E tratou de conferenciar em privado com o taxista. O caso não lhe parecia ser mal do corpo. Voltou à sala onde continuou com perguntas:

- Você está viúva há cerda de um ano, não é verdade?

- É, sim, senhor.

- Não mora ao pé de si um homem… deixe cá escutar… os espíritos estão a falar... que confusão! Querem falar todos ao mesmo tempo e baralham-me…

A viúva nem o deixou terminar.  

- É o Joaquim, senhor doutor, é meu vizinho.

- E esse homem deita-lhe uns certos olhares quando passa…

- É verdade, senhor doutor. Fico toda arrepiadinha, numa aflição que nem sei explicar direito! Depois, sobem-me uns calores por mim acima até ao peito. Só alivio quando me banho!

- E você, já pensou em falar ao Joaquim?

- Eu, senhor doutor!? Eu sou uma mulher séria e de respeito. Deus me livre e guarde! Não senhor. Olha-me esta agora! Isso era dar corda ao povo pra soltar as más-línguas.

- E se ele lhe fizesse conversa?

A viúva estava espavorida; de mil cores se tingiam as faces; o suor escorria-lhe pelo rosto; as mãos transpiravam e escaldavam; passava o lenço de mãos na testa e escutava atentamente.

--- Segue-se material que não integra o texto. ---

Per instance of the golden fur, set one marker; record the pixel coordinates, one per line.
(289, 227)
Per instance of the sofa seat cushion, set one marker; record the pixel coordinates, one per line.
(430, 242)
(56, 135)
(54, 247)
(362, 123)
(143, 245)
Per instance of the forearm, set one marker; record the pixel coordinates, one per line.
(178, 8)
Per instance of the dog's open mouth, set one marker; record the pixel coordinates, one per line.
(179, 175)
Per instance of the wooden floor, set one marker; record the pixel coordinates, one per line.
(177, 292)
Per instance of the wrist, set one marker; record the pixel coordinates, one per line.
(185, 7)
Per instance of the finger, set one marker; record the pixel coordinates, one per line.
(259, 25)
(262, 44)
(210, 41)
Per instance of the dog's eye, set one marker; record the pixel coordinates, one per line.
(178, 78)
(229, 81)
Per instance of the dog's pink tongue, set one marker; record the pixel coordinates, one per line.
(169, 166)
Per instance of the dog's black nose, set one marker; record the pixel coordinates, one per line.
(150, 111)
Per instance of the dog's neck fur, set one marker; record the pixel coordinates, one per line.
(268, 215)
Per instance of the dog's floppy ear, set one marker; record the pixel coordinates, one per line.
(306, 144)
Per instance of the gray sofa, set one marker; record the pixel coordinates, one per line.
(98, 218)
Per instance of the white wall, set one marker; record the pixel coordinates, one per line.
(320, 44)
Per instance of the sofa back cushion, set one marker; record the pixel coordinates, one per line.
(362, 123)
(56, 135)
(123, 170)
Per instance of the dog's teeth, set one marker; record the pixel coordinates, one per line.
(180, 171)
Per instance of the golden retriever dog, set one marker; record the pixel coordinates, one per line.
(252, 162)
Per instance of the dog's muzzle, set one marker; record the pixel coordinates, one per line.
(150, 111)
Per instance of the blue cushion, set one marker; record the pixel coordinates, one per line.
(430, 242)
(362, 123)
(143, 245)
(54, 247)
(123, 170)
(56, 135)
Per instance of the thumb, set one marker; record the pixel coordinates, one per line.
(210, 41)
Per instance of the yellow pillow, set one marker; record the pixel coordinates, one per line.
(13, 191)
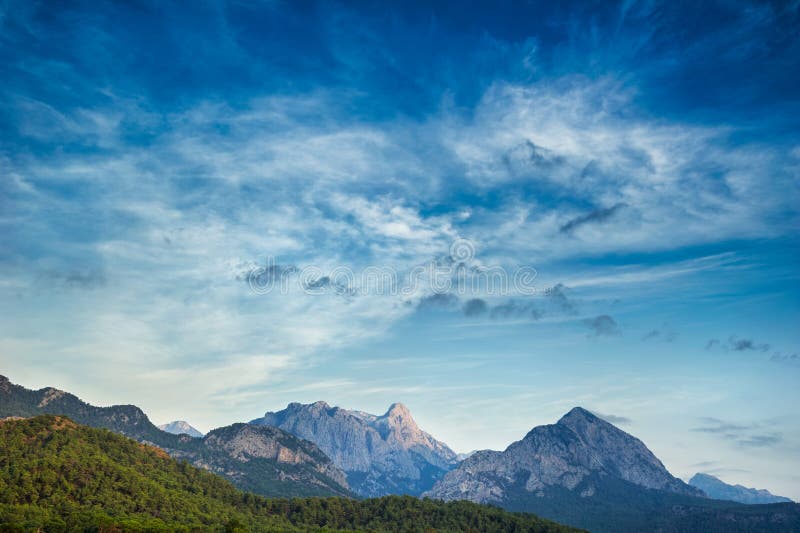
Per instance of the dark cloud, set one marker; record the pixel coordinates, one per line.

- O meu conselho para o seu caso, como lhe disse é um caso muito difícil, não vai lá com medicina.

- Socorra-me, senhor doutor, já fui despedida de todos os médicos?

- Vou-lhe receitar uns chás muito bons. Vão ajudá-la a acalmar essa aflição.

- E que mais, senhor doutor?

- E que mais? Diz você muito bem! Deixe-se de vergonhas e chame o Joaquim para merendar lá em casa.

- Ai, meu Santo Deus! E o povo? Vão logo falar de mim!

- Deixe o povo falar e resolva-se com o Joaquim.

- É mesmo certo, senhor doutor?

- É como lhe digo. Perca a vergonha e converse com o homem. Por certo ele também lhe tem afeição. Entendam-se e tudo isso lhe passa num instante. O que você tem são nervos.

- Ai, minha Nossa Senhora da Agonia! Este homem é mesmo sábio! Deus o ajude e ilumine, senhor doutor.

- Leve os chás e faça como combinámos e tudo se resolve.

Deitou umas rezas sobre a viúva e despediram-se.

A viúva saiu da sala transfigurada, renovada, novo alento lhe tinha chegado na presença daquele homem. Respirou fundo, olhou fixamente o taxista e deu ordem para partirem.

Mas o Toninho não se ficava por aqui. Dedicava-se também ao espiritismo. Dizia que tirava o diabo do corpo das pessoas.

O receituário nem sempre correu bem. Algumas pessoas ficaram muito mal depois de tomarem os medicamentos, tendo recorrido aos médicos de Castro de Dona e explicado tudo. 

Reuniram os médicos da terra e decidiram pôr cobro a tamanha intrujice. Enviaram queixa para a Ordem, juntando as receitas, os depoimentos dos doentes e os seus testemunhos.

Quando o Dr. Truz, Diretor Técnico da farmácia, soube da queixa, chamou o Gropes à pedra. Prometeu, este, terminar com o conluio com o bruxo de Franzelos e lá se abafou o caso.

Nesta terra, têm prosperado os espertos à sombra dos mansos, pouco instruídos, sem conhecimentos da matéria e os que têm saber, encolhem-se por medo de represálias.

 

Teresa A. Ferreira, 11-12-2020

Esta crónica é uma obra de ficção. Qualquer semelhança com nomes, pessoas, factos ou situações da vida real terá sido mera coincidência.